La participación de tres obispos en la última Asamblea de la Universidad Católica es un valioso gesto, diferente del maltrato que el Cardenal ha venido dando a la PUCP, al que se sumaron algunas autoridades del Vaticano.
De hecho, el conflicto mismo se origina en las pretensiones de poder total que el Cardenal quiere ejercer sobre la Universidad, que ha venido a ser una de las mejores del país, si no la mejor, gracias al esfuerzo de sus estudiantes, profesores y autoridades.
En efecto, el Cardenal tiene desde hace un tiempo el beligerante afán de controlar el gobierno de la Universidad, todos sus bienes y la enseñanza que allí se imparte. Invocando la representación de Roma, quiere no sólo poder espiritual, sino poder político y económico sobre esta universidad peruana.

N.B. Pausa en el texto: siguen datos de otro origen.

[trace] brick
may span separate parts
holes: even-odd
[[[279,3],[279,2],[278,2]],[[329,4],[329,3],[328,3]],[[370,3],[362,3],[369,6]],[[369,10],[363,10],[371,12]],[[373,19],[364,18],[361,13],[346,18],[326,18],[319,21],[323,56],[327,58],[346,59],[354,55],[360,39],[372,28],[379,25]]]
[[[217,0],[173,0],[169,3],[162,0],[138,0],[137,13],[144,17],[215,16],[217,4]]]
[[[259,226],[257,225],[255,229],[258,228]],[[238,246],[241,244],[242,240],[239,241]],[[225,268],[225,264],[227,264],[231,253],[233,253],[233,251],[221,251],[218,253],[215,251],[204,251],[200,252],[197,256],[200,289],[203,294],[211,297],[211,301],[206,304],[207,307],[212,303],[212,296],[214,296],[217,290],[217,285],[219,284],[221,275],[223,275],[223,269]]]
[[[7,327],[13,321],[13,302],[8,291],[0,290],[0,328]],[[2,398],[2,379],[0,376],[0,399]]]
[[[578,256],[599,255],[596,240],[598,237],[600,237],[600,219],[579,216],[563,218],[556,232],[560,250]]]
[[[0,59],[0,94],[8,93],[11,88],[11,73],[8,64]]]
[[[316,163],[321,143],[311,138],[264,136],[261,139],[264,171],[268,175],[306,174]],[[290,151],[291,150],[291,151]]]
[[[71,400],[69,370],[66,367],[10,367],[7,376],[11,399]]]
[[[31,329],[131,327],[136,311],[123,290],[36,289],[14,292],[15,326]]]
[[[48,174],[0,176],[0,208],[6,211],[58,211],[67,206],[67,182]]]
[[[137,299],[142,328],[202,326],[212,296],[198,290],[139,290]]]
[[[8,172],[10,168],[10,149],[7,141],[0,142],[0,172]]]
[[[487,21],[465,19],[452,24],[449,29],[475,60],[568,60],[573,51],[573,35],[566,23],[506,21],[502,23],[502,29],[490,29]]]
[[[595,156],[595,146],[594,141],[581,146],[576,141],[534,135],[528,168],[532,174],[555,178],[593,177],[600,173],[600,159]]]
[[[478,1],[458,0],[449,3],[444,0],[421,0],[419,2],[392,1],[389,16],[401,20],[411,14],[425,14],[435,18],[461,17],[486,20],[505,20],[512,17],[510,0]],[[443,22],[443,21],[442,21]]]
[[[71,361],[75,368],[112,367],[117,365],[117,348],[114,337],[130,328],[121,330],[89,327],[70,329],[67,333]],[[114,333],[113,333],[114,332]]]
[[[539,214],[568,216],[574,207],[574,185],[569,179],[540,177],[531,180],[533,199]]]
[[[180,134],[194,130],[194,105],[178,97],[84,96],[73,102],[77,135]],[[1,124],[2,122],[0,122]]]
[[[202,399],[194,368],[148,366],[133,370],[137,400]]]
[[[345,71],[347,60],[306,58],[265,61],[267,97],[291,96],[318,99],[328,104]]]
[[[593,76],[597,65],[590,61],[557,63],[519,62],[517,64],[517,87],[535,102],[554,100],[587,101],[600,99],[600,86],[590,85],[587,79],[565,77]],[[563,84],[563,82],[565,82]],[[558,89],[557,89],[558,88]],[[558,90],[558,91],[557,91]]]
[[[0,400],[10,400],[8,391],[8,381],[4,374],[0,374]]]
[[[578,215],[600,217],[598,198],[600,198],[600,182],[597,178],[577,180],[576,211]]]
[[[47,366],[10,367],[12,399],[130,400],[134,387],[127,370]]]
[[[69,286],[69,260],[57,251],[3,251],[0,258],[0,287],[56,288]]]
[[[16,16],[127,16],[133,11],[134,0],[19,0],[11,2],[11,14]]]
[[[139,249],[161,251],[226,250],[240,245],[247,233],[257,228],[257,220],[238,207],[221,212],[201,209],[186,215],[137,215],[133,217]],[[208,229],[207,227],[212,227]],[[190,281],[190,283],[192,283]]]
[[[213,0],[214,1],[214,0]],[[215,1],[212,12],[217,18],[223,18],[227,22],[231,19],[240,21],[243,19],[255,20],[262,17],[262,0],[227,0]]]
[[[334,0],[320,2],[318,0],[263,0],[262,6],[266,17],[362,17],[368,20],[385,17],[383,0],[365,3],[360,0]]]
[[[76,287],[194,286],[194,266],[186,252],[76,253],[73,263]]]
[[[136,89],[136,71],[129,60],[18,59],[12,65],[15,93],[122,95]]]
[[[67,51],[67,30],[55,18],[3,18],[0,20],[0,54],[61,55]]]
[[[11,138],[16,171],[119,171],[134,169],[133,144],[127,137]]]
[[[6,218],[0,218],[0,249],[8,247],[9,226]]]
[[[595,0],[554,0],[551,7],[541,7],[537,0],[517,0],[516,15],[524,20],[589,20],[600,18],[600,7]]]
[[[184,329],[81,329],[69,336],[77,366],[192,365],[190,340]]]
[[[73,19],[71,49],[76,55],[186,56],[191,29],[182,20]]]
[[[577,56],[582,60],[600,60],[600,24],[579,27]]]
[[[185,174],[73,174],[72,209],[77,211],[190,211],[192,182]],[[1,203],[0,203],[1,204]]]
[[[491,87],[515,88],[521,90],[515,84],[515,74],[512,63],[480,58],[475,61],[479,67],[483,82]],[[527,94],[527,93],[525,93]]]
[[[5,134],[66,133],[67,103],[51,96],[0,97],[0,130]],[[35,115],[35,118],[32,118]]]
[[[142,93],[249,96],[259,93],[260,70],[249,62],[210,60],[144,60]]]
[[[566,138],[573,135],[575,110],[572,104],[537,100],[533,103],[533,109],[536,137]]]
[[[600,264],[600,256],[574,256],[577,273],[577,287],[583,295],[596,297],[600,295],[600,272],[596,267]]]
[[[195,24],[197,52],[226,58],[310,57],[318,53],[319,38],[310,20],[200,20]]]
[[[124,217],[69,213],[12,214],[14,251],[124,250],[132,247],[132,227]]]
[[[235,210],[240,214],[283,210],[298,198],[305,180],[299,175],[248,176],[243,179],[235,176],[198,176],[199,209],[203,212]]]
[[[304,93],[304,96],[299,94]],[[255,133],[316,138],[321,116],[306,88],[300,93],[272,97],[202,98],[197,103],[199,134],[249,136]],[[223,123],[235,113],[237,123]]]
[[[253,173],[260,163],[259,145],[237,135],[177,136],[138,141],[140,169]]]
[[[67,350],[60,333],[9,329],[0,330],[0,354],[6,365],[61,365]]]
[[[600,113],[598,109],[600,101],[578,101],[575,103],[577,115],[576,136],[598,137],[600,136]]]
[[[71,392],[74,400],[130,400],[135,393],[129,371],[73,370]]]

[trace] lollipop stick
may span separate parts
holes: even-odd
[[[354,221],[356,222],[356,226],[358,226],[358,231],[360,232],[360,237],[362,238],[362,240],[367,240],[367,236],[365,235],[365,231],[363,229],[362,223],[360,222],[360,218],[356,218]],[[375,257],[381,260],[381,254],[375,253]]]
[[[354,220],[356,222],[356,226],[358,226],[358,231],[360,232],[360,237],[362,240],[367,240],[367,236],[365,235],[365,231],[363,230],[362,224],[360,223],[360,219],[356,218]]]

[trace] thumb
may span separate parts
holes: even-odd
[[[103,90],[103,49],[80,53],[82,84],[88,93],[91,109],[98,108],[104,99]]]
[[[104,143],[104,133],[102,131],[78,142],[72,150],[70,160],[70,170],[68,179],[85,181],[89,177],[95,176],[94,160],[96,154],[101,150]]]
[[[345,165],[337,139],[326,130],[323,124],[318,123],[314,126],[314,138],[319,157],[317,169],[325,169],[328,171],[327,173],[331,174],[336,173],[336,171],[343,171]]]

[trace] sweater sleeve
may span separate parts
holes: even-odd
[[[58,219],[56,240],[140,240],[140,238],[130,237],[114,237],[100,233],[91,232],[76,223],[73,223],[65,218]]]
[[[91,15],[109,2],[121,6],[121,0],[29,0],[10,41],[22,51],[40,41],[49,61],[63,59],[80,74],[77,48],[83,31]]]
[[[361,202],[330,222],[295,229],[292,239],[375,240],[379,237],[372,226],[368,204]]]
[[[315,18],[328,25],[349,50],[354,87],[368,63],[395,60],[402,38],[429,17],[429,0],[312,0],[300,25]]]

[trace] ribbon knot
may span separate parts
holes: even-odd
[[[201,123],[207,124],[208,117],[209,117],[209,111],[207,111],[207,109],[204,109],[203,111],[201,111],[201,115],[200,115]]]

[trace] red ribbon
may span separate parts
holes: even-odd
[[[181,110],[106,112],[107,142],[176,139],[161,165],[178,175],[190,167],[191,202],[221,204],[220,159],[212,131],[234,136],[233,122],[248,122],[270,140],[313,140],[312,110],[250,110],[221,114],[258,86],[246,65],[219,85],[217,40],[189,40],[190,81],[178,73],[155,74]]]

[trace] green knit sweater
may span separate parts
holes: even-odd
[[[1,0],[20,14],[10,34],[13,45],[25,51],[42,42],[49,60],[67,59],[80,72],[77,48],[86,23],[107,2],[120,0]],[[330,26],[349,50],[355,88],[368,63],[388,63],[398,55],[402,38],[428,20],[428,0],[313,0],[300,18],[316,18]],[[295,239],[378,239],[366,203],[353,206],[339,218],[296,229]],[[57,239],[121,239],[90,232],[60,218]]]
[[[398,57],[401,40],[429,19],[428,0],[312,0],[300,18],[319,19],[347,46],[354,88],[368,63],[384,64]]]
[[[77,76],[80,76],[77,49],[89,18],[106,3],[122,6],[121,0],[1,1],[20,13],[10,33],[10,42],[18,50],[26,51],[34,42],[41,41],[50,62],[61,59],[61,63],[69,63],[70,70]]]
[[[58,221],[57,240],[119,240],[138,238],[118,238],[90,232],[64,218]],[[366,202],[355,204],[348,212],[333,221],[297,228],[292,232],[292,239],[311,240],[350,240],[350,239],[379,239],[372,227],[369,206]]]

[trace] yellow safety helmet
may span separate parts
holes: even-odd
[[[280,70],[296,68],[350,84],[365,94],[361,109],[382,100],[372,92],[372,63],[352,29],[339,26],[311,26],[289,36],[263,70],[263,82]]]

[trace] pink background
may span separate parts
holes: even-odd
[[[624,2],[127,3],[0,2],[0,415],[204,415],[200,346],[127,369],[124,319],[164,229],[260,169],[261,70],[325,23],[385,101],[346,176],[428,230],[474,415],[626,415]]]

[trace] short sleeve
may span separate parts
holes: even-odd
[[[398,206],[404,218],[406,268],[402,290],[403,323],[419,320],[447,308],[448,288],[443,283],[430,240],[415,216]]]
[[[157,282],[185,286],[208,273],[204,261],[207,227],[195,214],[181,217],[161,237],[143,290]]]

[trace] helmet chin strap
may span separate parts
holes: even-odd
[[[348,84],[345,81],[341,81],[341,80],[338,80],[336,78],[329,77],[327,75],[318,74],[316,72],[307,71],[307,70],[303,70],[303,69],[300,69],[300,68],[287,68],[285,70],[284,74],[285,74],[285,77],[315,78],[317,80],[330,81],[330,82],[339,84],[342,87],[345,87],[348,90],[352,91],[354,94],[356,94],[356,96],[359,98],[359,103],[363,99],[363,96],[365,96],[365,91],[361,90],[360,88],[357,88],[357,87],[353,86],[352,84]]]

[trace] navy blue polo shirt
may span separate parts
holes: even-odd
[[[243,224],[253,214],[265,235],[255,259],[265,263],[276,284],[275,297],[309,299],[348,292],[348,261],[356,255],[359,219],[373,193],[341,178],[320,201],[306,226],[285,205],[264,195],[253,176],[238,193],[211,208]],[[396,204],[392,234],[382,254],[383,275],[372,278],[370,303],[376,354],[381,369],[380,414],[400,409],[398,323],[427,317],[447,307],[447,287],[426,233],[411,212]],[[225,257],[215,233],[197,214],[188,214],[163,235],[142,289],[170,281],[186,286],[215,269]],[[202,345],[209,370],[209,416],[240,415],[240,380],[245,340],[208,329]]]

Así, el Cardenal y el Vaticano exigen un Estatuto en el que la Asamblea Universitaria solo proponga una terna para rector. El nombramiento y la ratificación la decidirían entre él y la sede pontificia, por medio de la Congregación para la Educación Católica.
Así, el Cardenal desea ser la encarnación de un poder extendido desde la lejana Roma hasta él, en Lima, para decidir sobre quién debe gobernar una universidad, mientras los integrantes de esta universidad, que laboran en ella todo el año, solo pueden proponer.
Pero, además, haciéndole una concesión a las ideas materialistas de que, en última instancia, lo que importa es la economía, el Cardenal sostiene que la Universidad “es propiedad de la Iglesia” y pretende que un representante suyo tenga tanto peso como el rector en la administración de todos los bienes de la universidad.
Cipriani fundamenta estas pretensiones propietarias en que esa habría sido la voluntad de los fundadores de la universidad hace un siglo, y de Riva Agüero, que donó parte de sus bienes hace más de medio siglo. Aquí el Cardenal se nos presenta como hermeneuta de voluntades del más allá para tener poder más acá.
Y finalmente, el primado de Lima, quiere que la enseñanza de todos los profesores de la Universidad “promuevan o al menos respeten la identidad católica”. Lo cual le plantea esta pregunta a cada profesor: qué significa eso en mi curso, qué debo decir y qué no.
El problema no sería tanto para los profesores de ciencias pues es difícil promover o respetar la identidad católica enseñando el Principio de Incertidumbre de Heinsenberg, aunque alguno podría decir que este sería un ataque a la fe, por alentar la duda.
Sí sería problema para las áreas de ciencias sociales, humanidades o derecho, donde la cuestión religiosa siempre es polémica. ¿Quién determinaría que una idea crítica es ya una falta de respeto?
El ánimo del Cardenal nos trae a una iglesia imperial de otras épocas. En cambio, hace mucho tiempo que la Universidad supone autogobierno, libertad de pensamiento, pluralismo y tolerancia. Si se le suprime esto, podría acaso ser católica, pero ya no Universidad, por eso la pasión con que se la defiende.